I never can decide between the "enough for a sweater" and the "interesting yarns to play with" choices. I dither for ages. I totally admire your ability to decide. I hope you'll share photos of the eventual result with us so we can see what you're playing with too.

For the record, you weren't even close to that line you were worried about.

Alwen said...

I still cry over Sky, the little dog we had before our son was born, sometimes. Somebody told me once when you miss them the most is also when you feel the closest to them. *sigh* Dear little Sky, she was the total boss of our house, and there will never be another her.

So you go be all normal, but lemme tell you, a wet washcloth beats the heck out of dry kleenex when you really have to cry.

Annie said...

So sorry to read that you've lost your lovely furry companion. What a sad time for you.

Hugs from NC.

Annie

Knitting Linguist said...

I was the same way when I lost my cat of 19 years. I don't know if that means it's "normal" (I've never been known for normal; one of the kindest things anyone has ever said to me was that I am "eccentric"), but just so you know you're not the only one.

The sock is indeed a thing of joy and beauty. And it sounds to me like you have some excellent plans brewing for the perfect uses for your gift certificates. How come no-one in my family was smart enough to give me yarn store gift cards? Nordstrom, forsooth. They never have yarn there, dammit.

knitseashore said...

I just read your post from yesterday (left a comment there too) and once again want to say that I am so sorry about your losing your kitty. It is definitely a process you cry your way through, and the only thing that heals is time...you go through a lot of firsts and cry through each one. There are still times when I talk about Charlie that I lose my composure -- those experiences really show you the kind of people you know and interact with. Chris and I found there are definitely those who are compassionate and/or pet people, and those who are not. If I told you the number of business colleagues who sent me very heartfelt emails (and they barely know me), you might be surprised. It is such a comfort to know people that do understand.

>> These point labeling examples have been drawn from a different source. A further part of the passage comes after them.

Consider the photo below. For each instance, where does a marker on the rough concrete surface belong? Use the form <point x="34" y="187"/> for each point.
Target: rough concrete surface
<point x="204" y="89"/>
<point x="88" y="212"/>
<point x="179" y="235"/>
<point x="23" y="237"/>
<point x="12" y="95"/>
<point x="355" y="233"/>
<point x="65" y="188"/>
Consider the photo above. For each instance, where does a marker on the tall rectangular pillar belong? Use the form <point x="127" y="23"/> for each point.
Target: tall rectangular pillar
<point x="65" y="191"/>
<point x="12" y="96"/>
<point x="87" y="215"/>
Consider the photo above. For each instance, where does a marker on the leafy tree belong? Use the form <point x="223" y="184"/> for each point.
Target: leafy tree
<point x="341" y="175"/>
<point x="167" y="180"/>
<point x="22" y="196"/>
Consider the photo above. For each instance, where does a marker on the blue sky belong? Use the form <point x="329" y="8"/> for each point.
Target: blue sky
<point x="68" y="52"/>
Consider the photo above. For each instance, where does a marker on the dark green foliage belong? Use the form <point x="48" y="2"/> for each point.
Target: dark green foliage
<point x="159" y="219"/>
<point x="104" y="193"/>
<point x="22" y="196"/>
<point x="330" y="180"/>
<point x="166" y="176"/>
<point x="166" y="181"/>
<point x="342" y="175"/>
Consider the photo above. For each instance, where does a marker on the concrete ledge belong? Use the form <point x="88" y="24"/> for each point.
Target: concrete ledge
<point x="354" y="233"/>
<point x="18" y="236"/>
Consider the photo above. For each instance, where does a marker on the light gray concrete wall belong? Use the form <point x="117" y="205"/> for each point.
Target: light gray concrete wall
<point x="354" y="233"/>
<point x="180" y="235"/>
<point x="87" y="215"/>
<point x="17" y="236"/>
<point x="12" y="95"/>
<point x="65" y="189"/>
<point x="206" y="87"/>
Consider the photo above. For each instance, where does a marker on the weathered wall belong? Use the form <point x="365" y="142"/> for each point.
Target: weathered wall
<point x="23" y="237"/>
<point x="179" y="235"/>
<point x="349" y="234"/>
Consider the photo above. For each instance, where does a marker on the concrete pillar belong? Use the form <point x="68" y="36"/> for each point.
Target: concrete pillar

I know what you mean about the litter box. I've saved a couple of whiskers and a few pieces of fur in my jewelry box, and was so relieved to read here in the comments that other people did that too. I also have a plaid fish and a furry mouse on a very old pillow in my closet, and I smile every time I see them. So don't be surprised if you need to hoard a few very strange items in your closet too. ((big hugs)).

Roadside Manners said...

I'm just getting re-connected to the world, and reading your last couple of postings, sorry sis, I know you did everything you could for her. Glad I'm sitting alone in the truck right now, because I'm not looking very truck driver-ly with my box of tissues right now. Glad to see you while I was home. Take Care..

Leigh said...

It's a wonderful sock! Lovely colors. I'm a little slow with things like sock knitting too, and this is a problem for me because by the time I get to the 2nd one, I've fogotten all the little changes I made to the pattern.

And speaking of socks, my cat just ran off with a pair!! Catzee, come baaaaaaaaaaaaaaaaaaaaaaaaaaaaaaaaack!